Grazie per i consigli utili!
[ALLEGATO NON TROVATO]
Ecco un'altra foto (non proprio perfetta...) del negativo, sulla quale si vedono le strisce.
KlausWehner
Benvenuto nel forum!
?
Purtroppo, dall'immagine che hai pubblicato non è possibile capire con certezza quale sia la causa delle strisce.
?
Non escluderei troppo in fretta che la causa sia la fotocamera (ma di certo non può dipendere dalla piastra di pressione: lì la pellicola è appoggiata con la carta protettiva).
?
In realtà, però, non sembrano nemmeno dei graffi.

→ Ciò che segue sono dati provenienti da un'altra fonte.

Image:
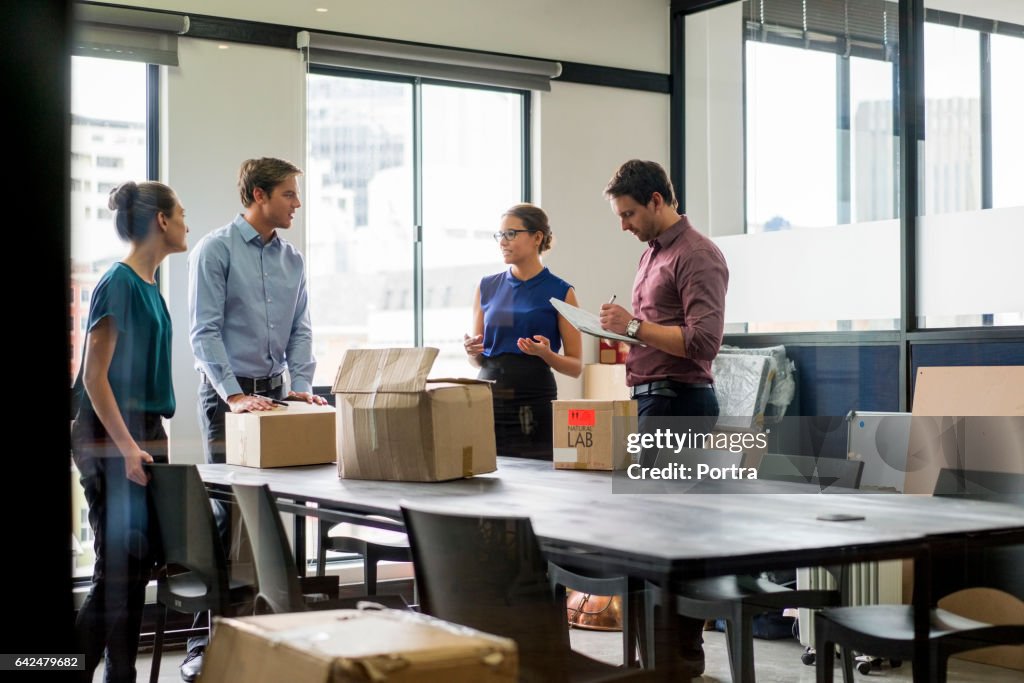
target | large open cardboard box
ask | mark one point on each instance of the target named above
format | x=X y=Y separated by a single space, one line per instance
x=394 y=424
x=352 y=645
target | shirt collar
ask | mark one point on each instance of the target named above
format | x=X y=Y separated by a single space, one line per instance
x=671 y=235
x=248 y=231
x=515 y=282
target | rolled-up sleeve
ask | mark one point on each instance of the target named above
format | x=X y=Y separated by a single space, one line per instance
x=299 y=353
x=207 y=292
x=704 y=281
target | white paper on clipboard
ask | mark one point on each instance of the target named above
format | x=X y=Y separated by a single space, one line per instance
x=588 y=323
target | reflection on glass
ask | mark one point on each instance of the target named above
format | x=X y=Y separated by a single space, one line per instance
x=950 y=171
x=472 y=172
x=108 y=147
x=1008 y=113
x=872 y=175
x=359 y=209
x=791 y=137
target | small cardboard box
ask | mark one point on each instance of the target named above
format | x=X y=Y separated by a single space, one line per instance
x=298 y=434
x=591 y=434
x=352 y=645
x=605 y=382
x=394 y=424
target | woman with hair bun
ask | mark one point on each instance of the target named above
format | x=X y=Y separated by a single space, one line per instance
x=517 y=335
x=119 y=427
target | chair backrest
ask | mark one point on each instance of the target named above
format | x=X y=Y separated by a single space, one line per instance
x=276 y=573
x=998 y=567
x=187 y=529
x=491 y=574
x=821 y=471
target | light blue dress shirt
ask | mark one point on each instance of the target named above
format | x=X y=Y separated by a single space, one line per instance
x=249 y=309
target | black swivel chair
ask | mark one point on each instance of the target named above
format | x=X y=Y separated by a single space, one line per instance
x=195 y=577
x=889 y=630
x=489 y=573
x=281 y=589
x=738 y=598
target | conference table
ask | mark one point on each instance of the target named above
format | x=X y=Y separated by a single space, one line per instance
x=716 y=528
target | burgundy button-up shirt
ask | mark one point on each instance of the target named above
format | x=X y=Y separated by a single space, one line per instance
x=682 y=280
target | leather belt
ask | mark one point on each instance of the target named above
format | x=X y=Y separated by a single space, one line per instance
x=257 y=385
x=668 y=388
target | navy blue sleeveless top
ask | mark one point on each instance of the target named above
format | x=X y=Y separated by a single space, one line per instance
x=514 y=308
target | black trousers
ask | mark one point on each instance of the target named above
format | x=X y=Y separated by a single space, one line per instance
x=125 y=541
x=698 y=409
x=523 y=389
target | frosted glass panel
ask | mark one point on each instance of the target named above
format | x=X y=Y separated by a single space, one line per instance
x=812 y=279
x=970 y=268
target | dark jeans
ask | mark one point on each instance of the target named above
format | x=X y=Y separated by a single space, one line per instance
x=697 y=410
x=692 y=409
x=126 y=543
x=212 y=410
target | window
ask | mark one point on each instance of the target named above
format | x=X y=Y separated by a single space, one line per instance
x=105 y=94
x=364 y=174
x=972 y=175
x=820 y=163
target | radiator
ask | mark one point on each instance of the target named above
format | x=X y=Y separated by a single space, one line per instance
x=870 y=584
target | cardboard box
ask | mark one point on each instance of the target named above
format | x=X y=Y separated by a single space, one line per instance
x=591 y=434
x=611 y=351
x=350 y=645
x=394 y=424
x=605 y=382
x=969 y=417
x=299 y=434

Forse potresti pubblicare un'altra foto della pellicola.
?
Le strisce si trovano sul lato dell'emulsione o su quello del supporto della pellicola?
?
Cordiali saluti
Klaus
highscore
L'hai stampata tu o la stampa è stata sviluppata in laboratorio?
Perché a me sembra quasi la trama di una stampa realizzata con una stampante di qualità non proprio eccellente?
Cordiali saluti
Gast
La stampa proviene dal laboratorio. Le strisce, tuttavia, sono già ben visibili sul negativo, precisamente sul lato opaco. Si estendono in senso longitudinale per tutta la lunghezza della pellicola, ma non sembrano essere state causate meccanicamente (graffi). Poiché sul negativo sono appena percettibili, non ho allegato alcuna immagine del negativo.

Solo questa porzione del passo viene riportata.